Picture of a Process

I enjoyed seeing this image in an article in The Register.

finger shown in Google book

The picture is a screen shot from Google Books viewing a page from a 1855 issue of The Gentleman’s Magazine. The latex-clad fingers belong to one of the people whose job it is to scan the books for Google’s book project.

Information technologies often hide the processes that bring us the information we interact with. Revealing errors give a picture of what these processes look like or involve. In an extremely literal way, this error shows us just such a picture.

We can learn quite a lot from this image. For example, since the fingers are not pressed against glass, we might conclude that Google is not using a traditional flatbed scanner. Instead, it is likely that they are using a system similar to the one that the the Internet Archive has built that is designed specifically for scanning books.

But perhaps the most important thing that this error reveals is something we know, but often take for granted — the human involved in the process.

The decision on where to automate a process, and where leave it up to a human, is sometimes a very complicated one. Human involvement in a process can prevent and catch many types of errors but can cause new ones. Both choices introduce risks and benefits. For example, an automated bank transaction system may allow human to catch obvious errors and to detect suspicious use that a computer without “common sense” might miss. On the other hand, a human banker might commit fraud to try to enrich themselves with others money — something a machine would never do.
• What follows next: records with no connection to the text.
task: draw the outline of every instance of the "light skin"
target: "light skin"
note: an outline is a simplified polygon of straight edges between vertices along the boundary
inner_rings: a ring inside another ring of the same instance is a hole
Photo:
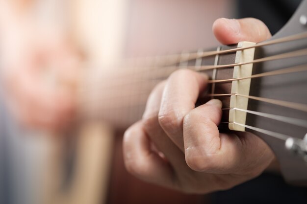
[[[269,38],[255,19],[215,21],[213,31],[222,44]],[[274,159],[268,146],[249,133],[220,133],[222,103],[195,107],[208,77],[191,70],[173,73],[152,91],[141,120],[124,138],[127,170],[141,180],[191,193],[227,189],[261,174]]]
[[[79,56],[63,33],[27,18],[26,5],[31,1],[14,2],[0,1],[5,6],[0,14],[4,99],[22,126],[61,131],[76,112]]]

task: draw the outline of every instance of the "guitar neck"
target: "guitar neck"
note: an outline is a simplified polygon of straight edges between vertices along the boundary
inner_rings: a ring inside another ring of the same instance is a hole
[[[232,78],[233,67],[204,70],[200,68],[233,64],[235,52],[204,57],[202,55],[205,51],[234,47],[236,46],[223,46],[196,52],[131,59],[125,61],[123,66],[93,69],[80,91],[80,115],[87,120],[103,120],[116,127],[126,127],[141,118],[147,98],[154,86],[177,70],[198,71],[206,73],[212,79]],[[231,82],[212,83],[208,86],[207,92],[230,92],[231,84]],[[229,107],[229,97],[219,98],[225,107]]]

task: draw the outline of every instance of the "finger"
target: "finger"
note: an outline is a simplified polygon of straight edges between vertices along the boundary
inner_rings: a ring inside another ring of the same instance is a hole
[[[147,181],[173,187],[172,168],[151,149],[142,122],[126,131],[123,144],[125,164],[129,172]]]
[[[182,152],[183,117],[195,108],[200,93],[206,86],[207,80],[207,75],[182,69],[173,73],[166,82],[159,112],[159,122]]]
[[[142,122],[147,135],[158,150],[163,153],[175,169],[187,167],[182,151],[166,135],[158,121],[158,114],[166,82],[158,84],[152,91],[147,100]]]
[[[269,29],[262,21],[252,18],[219,19],[213,23],[212,29],[216,39],[225,45],[240,41],[257,43],[271,36]]]
[[[185,159],[192,169],[213,173],[259,173],[273,158],[267,145],[256,136],[220,134],[217,125],[222,103],[213,99],[184,117]],[[260,156],[259,157],[259,156]]]

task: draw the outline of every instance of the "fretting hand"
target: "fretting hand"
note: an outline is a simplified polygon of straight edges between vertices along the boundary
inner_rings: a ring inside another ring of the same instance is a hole
[[[255,19],[220,19],[213,24],[224,44],[257,42],[271,34]],[[186,192],[205,193],[231,188],[262,172],[274,155],[249,133],[220,133],[222,103],[217,99],[195,108],[207,76],[182,69],[152,92],[143,119],[125,133],[128,170],[145,181]]]
[[[78,55],[56,29],[42,29],[11,8],[0,23],[4,99],[22,126],[62,130],[76,112]]]

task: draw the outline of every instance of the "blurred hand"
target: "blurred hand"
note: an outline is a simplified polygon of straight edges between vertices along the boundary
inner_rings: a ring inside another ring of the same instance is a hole
[[[77,52],[55,30],[21,20],[7,25],[0,39],[0,82],[10,110],[28,128],[62,129],[76,111]]]
[[[271,36],[255,19],[217,20],[213,33],[222,43],[259,42]],[[260,174],[274,158],[270,149],[249,133],[220,133],[222,103],[195,108],[208,77],[191,70],[173,73],[158,84],[142,120],[125,133],[128,170],[150,182],[186,192],[226,189]]]

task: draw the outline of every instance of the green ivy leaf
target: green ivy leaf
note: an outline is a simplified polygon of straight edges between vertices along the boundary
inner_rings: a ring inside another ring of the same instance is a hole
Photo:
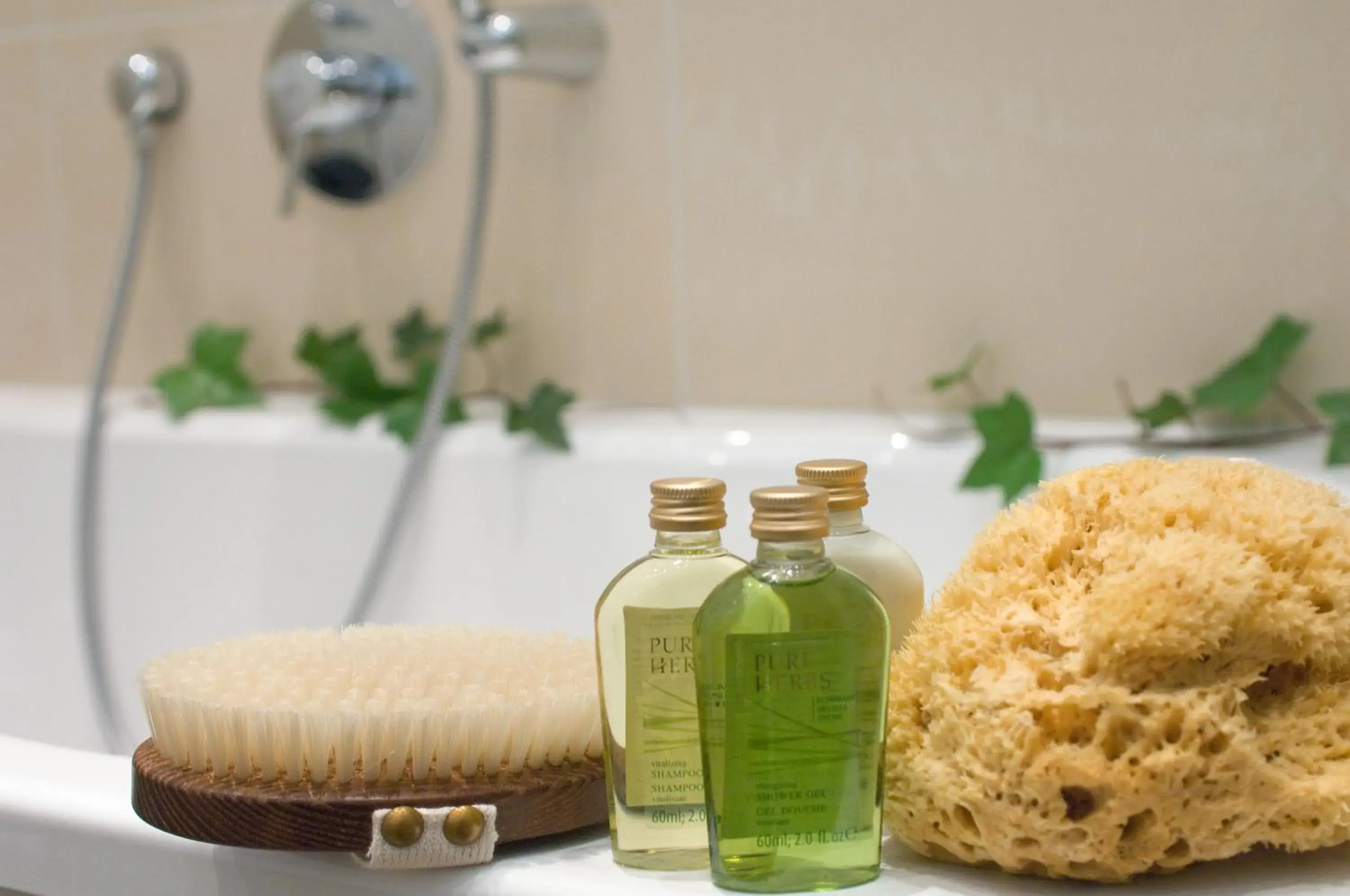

In our interaction with technological systems, we rarely reflect on the fact, and the ways, that the presence of humans in these areas is important to determining the behavior, quality, reliability, and the nature and degree of trust that we have in a technology.

In our interactions with complex processes through simple and abstract user interfaces, it is often only through errors — distinctly human errors, if not usually quite as clearly human as this one — that information workers’ important presence is revealed.